The early Pretty Things are best remembered for the 1964 song “Rosalyn,” which David Bowie covered on his 1973 LP Pinups. Bowie’s version reproduces the song’s primitive Bo Diddley beat, but Bowie’s vocals are positively enervated next to May’s Dionysian alley cat yowl. Ditto Pretty Thing’s 1964 hit “Don’t Bring Me Down.” Their version is furious, harmonica-fueled thing, and May goes at it in a full-throttle snarl. Bowie reproduces the song’s anarchic energy, but his singing’s prim, thin, mannered. It’s a case of savage vs. fop, and the savage wins hands down.

But May doesn’t always play the teengenerate. On 1965’s “Honey I Need” he tones down the primitivism and comes off sounding like the Mick Jagger of “Play with Fire.” And on “Cry to Me,” which bares a more than passing resemblance to Ben E. King’s “Stand by Me,” his vocals hold nary a hint of menace. He’s also on his best behavior on “Sittin’ All Alone” and the Dylanesque “I Can Never Say.”

The garage rock classic “L.S.D.” marks a demarcation from the Pretty Things’ R&B origins and the psychedelic direction they would soon pursue. Its title points towards the band’s acid-fueled art rock, but the song itself is a TNT blast of old school garage rock; May’s downright belligerent, and peace and love are nowhere in sight.

The next song, “Defecting Grey,” reflects what was to come. It begins life as a showcase of sitar whimsy (you can literally hear Mays’ transformation from punk to hippie acid head) before Taylor’s guitar kicks things into interstellar overdrive. By the time you get to “Talkin’ About the Good Times, “Mr.

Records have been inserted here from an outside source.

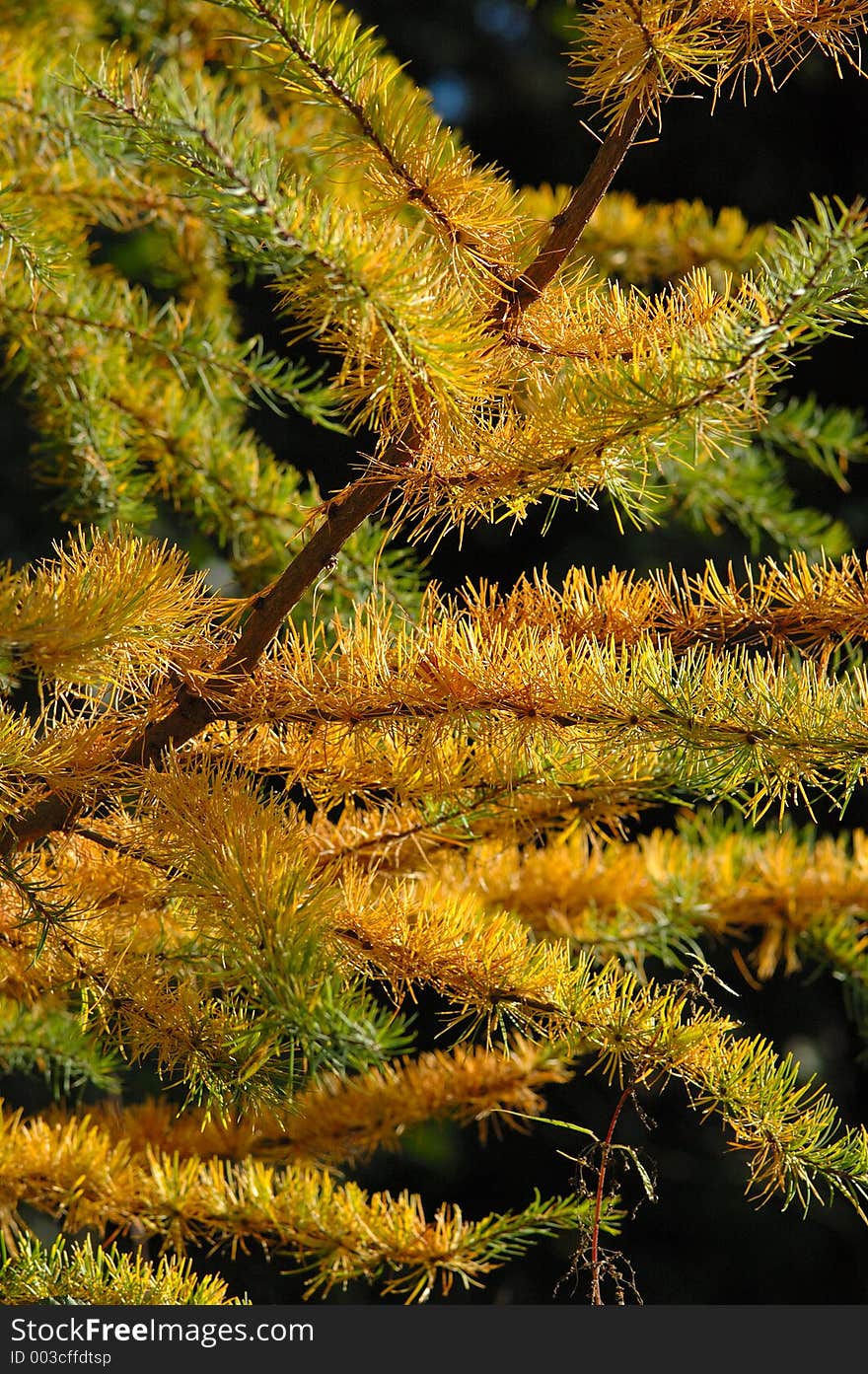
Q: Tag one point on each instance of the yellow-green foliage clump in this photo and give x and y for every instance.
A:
(265, 792)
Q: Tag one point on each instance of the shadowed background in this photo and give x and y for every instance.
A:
(497, 72)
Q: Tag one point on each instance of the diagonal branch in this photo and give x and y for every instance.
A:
(567, 227)
(194, 710)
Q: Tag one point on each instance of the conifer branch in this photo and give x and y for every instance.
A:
(570, 223)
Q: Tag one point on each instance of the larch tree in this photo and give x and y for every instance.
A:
(246, 825)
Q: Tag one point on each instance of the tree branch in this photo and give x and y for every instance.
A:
(192, 712)
(567, 227)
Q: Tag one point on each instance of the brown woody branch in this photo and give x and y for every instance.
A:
(567, 227)
(194, 710)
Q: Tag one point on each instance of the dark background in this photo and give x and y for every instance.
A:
(497, 72)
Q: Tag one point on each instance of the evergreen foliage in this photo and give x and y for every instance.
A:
(264, 787)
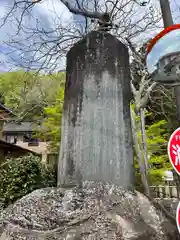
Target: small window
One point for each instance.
(33, 142)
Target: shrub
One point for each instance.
(20, 176)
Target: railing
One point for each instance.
(166, 191)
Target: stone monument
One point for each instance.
(96, 141)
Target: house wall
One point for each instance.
(42, 147)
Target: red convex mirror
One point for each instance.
(163, 56)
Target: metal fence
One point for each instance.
(165, 191)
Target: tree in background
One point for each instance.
(52, 122)
(27, 94)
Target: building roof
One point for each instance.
(14, 149)
(21, 127)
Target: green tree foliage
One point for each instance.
(52, 123)
(28, 93)
(157, 138)
(21, 176)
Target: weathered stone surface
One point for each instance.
(95, 212)
(96, 138)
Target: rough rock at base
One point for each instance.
(96, 212)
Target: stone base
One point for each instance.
(95, 212)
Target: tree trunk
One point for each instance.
(139, 155)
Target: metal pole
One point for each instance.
(168, 21)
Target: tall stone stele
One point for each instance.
(96, 137)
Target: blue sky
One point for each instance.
(47, 15)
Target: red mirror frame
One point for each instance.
(159, 36)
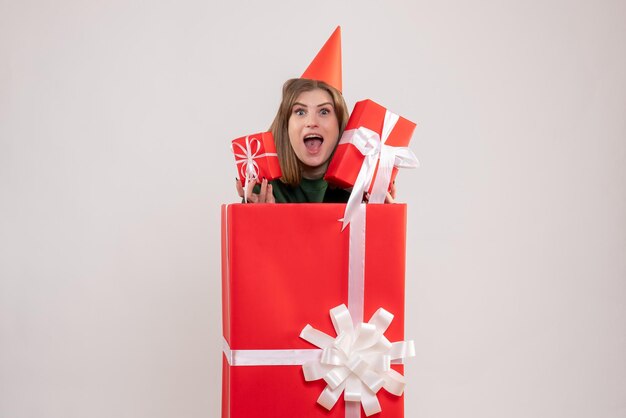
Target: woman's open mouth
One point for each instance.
(313, 143)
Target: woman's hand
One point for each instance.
(389, 198)
(265, 195)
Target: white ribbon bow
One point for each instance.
(372, 146)
(248, 165)
(356, 362)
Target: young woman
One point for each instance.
(310, 120)
(307, 127)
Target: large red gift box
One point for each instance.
(347, 160)
(256, 158)
(285, 266)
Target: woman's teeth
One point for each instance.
(313, 142)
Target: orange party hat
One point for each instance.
(326, 66)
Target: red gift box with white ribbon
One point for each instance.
(256, 158)
(372, 147)
(304, 332)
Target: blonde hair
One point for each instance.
(289, 163)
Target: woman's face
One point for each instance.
(313, 131)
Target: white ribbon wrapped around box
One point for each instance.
(247, 154)
(376, 152)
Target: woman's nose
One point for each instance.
(311, 121)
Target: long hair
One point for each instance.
(289, 163)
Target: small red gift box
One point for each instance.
(376, 124)
(290, 275)
(256, 158)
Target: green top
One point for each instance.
(308, 191)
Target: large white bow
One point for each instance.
(356, 362)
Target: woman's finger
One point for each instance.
(270, 194)
(239, 188)
(263, 193)
(251, 185)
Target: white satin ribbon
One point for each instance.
(356, 362)
(246, 160)
(372, 146)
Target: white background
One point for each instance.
(115, 122)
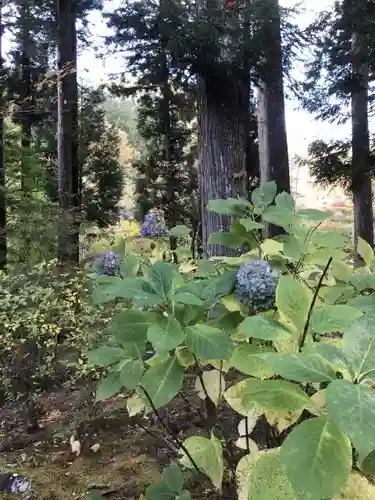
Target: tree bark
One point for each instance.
(361, 175)
(273, 145)
(3, 220)
(223, 141)
(67, 133)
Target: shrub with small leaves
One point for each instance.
(256, 285)
(153, 226)
(107, 263)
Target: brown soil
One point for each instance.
(127, 461)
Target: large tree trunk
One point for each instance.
(273, 145)
(3, 222)
(68, 164)
(223, 141)
(361, 175)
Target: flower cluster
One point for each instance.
(107, 263)
(153, 226)
(256, 286)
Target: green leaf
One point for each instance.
(163, 381)
(352, 408)
(330, 239)
(335, 318)
(187, 298)
(131, 371)
(180, 231)
(317, 458)
(160, 276)
(266, 395)
(261, 477)
(366, 252)
(264, 195)
(303, 368)
(279, 216)
(159, 491)
(253, 359)
(208, 456)
(312, 214)
(207, 342)
(359, 344)
(129, 266)
(229, 240)
(108, 386)
(131, 325)
(214, 385)
(250, 225)
(264, 328)
(293, 300)
(105, 356)
(172, 477)
(165, 334)
(285, 200)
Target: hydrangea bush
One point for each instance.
(292, 320)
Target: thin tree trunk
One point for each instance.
(361, 175)
(68, 164)
(3, 220)
(273, 145)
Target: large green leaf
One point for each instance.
(131, 325)
(260, 476)
(163, 381)
(330, 239)
(207, 342)
(303, 368)
(359, 344)
(352, 408)
(253, 394)
(335, 318)
(165, 334)
(160, 277)
(317, 458)
(293, 300)
(105, 356)
(131, 371)
(263, 328)
(253, 359)
(208, 456)
(109, 386)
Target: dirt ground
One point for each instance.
(127, 460)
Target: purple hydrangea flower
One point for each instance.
(152, 226)
(256, 286)
(108, 263)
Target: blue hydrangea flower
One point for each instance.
(107, 263)
(256, 286)
(152, 226)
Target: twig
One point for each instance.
(312, 305)
(170, 432)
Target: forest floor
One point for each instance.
(128, 459)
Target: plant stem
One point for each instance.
(312, 305)
(170, 432)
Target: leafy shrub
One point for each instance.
(42, 314)
(305, 365)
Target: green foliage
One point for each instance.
(306, 366)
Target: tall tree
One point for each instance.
(273, 146)
(338, 90)
(3, 221)
(68, 164)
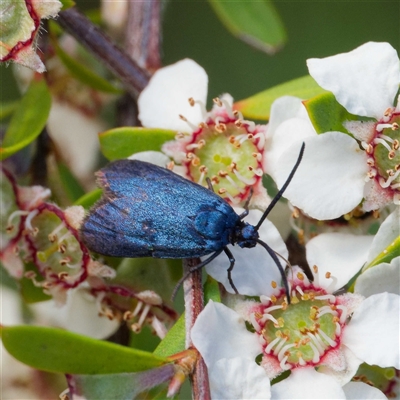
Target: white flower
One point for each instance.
(318, 321)
(219, 145)
(336, 174)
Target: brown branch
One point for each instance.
(102, 47)
(143, 33)
(194, 304)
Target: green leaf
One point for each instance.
(174, 341)
(28, 119)
(84, 74)
(71, 186)
(255, 22)
(119, 386)
(88, 199)
(7, 108)
(327, 115)
(56, 350)
(387, 255)
(258, 106)
(123, 142)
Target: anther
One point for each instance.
(217, 101)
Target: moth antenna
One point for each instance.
(273, 255)
(209, 184)
(283, 188)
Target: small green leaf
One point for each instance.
(84, 74)
(28, 120)
(56, 350)
(387, 255)
(71, 186)
(119, 386)
(255, 22)
(88, 199)
(258, 106)
(174, 341)
(7, 108)
(327, 115)
(123, 142)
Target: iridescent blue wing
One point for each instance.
(147, 210)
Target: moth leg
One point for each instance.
(245, 213)
(195, 268)
(209, 184)
(232, 261)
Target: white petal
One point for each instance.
(364, 80)
(236, 378)
(330, 178)
(351, 366)
(381, 278)
(373, 332)
(306, 383)
(154, 157)
(360, 390)
(86, 321)
(166, 96)
(387, 233)
(220, 332)
(254, 268)
(341, 254)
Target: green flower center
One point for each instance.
(229, 152)
(384, 151)
(300, 333)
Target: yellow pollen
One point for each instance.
(387, 112)
(217, 101)
(300, 276)
(195, 162)
(294, 300)
(220, 128)
(369, 149)
(239, 123)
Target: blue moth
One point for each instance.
(149, 211)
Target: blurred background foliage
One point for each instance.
(314, 29)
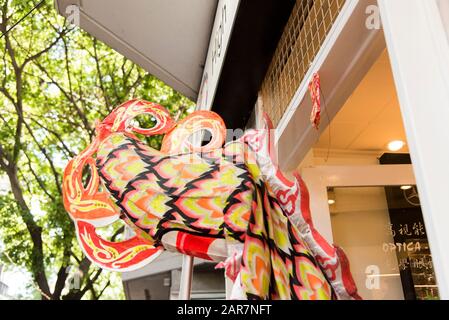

Evasion,” and “Walking Through My Dreams,” the Pretty Things had moved from the garage to the head shop, and there was no looking back.

Perhaps the oddest thing about The Pretty Things is that while they’ll always be best remembered for S.F. Sorrow, it was a colossal flop. In fact, the band reached it commercial zenith back in 1965, and would never reach the Top 20 of the pop charts again. For them, at least, climbing aboard the Magic Bus didn’t pay off. In a sense, Bowie got it right when he chose to cover “Rosalyn” and “Don’t Bring Me Down”; they were the songs that helped put the Swinging in London.